現在俺は、ミスフェア公国領主のアルンセム公爵家の応接間にいる。そこにあるソファの中央に座っているのだが、左腕にミズキがくっついて一緒に座っている。まあ、多少気にする部分もあるかもしれないが、これに関しては今はスルーしてかまわないだろう。
問題は右腕に抱き付いているこの少女だ。アルンセム公爵令嬢のミレーヌ様。
俺は先程この少女に──キスをされた。
された瞬間は俺も「!?」となったが、落ち着いて考えればまだ11歳の少女。おそらくそこに、そういった方面の感情というのは稀薄で、何か別の理由があったのではと推測した。
そんなミレーヌ様が俺に向かって言ったのは、
「結婚しましょう」
という言葉だった。
──そして現状報告。
あの出来事があった直後、血相をかえて詰め寄るミズキとフローリア様をなだめ、何故かずっと隣に居座ろうとするミレーヌ様をかわし、助けの視線を送るも関わり合いはご免とばかりに視線をそらすメイドのエレリナさん。そんな針のむしろ溢れる空気の中に俺はいる。
唯一の幸運は、ここの家主であるアルンセム公爵とその公爵夫人は、一昨日から用事で遠方へ出かけていたことだ。もし在宅であれば今どんな状況になっていたのだろう。何より、この顔合わせイベントがゲームイベントのように設定されていたら、きっとミレーヌ様がキスしてきた瞬間アルンセム公爵が入室……とかいう展開になっていた恐れもある。なんて恐ろしい世界だここは。
「……さて、カズキ様」
俺の向かい座るフローリア様が声をかける。だがその声は、いつもの心安らぐ声ではなく、聞いているだけで精神をゴリゴリ削る様な響きがある。
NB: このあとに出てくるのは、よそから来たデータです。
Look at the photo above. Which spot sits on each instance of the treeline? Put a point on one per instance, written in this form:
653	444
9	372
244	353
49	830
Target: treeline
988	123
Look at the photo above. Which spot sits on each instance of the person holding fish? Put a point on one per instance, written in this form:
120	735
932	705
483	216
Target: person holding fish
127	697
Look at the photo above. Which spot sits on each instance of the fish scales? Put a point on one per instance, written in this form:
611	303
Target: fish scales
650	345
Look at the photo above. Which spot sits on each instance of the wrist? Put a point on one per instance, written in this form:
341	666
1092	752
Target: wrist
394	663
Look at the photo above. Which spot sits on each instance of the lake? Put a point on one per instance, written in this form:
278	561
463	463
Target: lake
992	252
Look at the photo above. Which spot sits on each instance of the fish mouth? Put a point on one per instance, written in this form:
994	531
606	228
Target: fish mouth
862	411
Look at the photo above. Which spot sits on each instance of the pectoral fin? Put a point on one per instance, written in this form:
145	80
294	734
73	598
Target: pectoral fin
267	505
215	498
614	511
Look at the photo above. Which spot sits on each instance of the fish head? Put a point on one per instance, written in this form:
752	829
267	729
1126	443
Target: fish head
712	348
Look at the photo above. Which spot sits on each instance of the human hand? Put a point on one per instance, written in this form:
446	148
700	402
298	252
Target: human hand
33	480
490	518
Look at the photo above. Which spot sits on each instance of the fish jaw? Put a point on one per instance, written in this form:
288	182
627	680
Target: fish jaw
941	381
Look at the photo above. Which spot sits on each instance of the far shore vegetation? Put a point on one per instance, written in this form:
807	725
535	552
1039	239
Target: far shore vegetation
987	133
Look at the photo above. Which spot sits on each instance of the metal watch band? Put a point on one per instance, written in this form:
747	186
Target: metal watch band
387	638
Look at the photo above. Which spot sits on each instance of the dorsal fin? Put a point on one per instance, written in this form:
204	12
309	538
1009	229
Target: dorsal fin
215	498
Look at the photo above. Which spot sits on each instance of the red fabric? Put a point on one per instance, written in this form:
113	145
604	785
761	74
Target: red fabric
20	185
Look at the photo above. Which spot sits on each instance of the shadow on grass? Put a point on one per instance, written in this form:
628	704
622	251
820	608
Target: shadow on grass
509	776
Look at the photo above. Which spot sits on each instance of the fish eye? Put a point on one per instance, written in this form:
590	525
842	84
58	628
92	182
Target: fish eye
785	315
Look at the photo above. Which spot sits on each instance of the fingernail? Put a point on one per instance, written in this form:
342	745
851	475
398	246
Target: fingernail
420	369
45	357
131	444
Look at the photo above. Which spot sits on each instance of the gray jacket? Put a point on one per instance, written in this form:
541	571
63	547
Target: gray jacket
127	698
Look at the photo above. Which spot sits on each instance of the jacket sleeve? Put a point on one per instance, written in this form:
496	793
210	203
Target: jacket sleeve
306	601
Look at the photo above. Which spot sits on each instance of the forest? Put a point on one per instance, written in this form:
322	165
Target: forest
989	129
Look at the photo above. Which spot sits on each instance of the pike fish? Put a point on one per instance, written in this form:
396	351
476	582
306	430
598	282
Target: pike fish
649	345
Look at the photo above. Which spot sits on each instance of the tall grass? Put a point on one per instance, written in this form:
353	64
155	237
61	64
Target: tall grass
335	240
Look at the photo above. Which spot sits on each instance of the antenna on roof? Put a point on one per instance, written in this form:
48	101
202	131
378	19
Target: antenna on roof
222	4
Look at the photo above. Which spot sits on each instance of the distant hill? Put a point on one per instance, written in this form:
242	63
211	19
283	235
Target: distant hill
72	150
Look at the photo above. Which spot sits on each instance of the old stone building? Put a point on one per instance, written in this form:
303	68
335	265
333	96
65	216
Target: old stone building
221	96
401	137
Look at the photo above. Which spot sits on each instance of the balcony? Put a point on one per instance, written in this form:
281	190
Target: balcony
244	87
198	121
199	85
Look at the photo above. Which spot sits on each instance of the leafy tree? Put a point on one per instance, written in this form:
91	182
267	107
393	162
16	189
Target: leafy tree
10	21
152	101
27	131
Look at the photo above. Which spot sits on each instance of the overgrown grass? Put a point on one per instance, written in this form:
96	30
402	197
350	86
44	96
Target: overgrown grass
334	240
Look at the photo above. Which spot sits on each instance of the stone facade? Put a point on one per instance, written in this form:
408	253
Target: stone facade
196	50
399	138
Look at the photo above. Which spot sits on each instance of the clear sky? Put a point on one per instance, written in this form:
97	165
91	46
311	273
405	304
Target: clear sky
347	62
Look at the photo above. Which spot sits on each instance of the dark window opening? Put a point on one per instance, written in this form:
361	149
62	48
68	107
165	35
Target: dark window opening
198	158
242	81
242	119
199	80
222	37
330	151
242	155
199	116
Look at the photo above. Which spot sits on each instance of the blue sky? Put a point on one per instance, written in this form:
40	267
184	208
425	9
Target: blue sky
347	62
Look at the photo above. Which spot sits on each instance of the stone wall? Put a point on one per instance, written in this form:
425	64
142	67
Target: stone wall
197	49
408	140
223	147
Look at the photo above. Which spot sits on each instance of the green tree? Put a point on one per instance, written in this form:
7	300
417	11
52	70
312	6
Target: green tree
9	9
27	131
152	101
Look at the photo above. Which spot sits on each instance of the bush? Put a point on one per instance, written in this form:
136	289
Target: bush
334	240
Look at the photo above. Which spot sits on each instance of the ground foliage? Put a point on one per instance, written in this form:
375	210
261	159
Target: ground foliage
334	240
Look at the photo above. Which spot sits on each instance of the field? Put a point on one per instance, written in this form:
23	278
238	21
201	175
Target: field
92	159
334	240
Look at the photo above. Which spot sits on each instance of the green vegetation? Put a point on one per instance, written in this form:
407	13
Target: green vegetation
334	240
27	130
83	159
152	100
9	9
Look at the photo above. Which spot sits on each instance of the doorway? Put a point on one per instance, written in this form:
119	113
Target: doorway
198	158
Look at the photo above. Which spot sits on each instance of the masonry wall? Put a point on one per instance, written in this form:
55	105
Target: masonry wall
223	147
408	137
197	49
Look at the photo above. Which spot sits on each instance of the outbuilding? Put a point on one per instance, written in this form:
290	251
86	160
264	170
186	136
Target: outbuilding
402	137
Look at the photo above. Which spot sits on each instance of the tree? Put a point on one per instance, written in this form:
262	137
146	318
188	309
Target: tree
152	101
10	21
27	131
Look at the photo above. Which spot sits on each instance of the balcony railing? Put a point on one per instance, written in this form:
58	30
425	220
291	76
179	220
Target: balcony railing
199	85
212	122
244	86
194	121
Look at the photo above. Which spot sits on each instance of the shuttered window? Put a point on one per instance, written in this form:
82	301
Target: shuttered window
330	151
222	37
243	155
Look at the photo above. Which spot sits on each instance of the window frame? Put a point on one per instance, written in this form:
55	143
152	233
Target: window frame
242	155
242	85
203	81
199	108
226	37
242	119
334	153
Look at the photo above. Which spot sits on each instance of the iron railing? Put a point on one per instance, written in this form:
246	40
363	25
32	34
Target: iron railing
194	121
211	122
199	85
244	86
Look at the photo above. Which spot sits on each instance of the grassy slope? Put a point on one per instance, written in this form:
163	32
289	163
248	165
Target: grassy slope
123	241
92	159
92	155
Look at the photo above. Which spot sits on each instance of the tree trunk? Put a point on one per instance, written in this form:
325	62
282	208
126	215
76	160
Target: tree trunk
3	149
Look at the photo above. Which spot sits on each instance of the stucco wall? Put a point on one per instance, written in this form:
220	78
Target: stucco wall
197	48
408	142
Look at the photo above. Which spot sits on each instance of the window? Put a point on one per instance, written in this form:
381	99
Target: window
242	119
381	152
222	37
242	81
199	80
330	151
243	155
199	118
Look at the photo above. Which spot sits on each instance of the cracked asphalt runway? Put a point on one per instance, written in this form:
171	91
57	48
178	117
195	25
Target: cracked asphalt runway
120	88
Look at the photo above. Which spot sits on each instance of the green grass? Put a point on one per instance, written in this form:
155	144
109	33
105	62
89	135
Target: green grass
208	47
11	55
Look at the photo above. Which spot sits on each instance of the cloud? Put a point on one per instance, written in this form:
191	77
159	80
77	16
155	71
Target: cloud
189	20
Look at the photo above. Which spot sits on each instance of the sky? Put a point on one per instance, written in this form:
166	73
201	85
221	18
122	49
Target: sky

「先程のアレ。一体どういう事なのか、説明願えますか?」
「いえ、俺も何が何だか。何よりその、今日初めて会ったばかりですし……」
さすがに「まだ子供だよ!」とは口に出さなかったが、正直それが一番大きな感想だ。
「そうですか。ではミレーヌ」
「はい」
「先程、なぜあなたは初対面であるカズキ様に、その…………」
「……キスですか?」
「ッ!? ええ、そうです。なぜ、キ、キスをするなどという行動を……」
「それはカズキ様こそが私の旦那様に相応しいからです」
「「「はぁ!?」」」
俺とミズキとフローリア様の声がハモった。いや、そりゃ驚くよ。というよりも、さきいの結婚発言といい今の物言いといい、この子って11歳かよほんとうに。それともこの世界ってコレが普通なの?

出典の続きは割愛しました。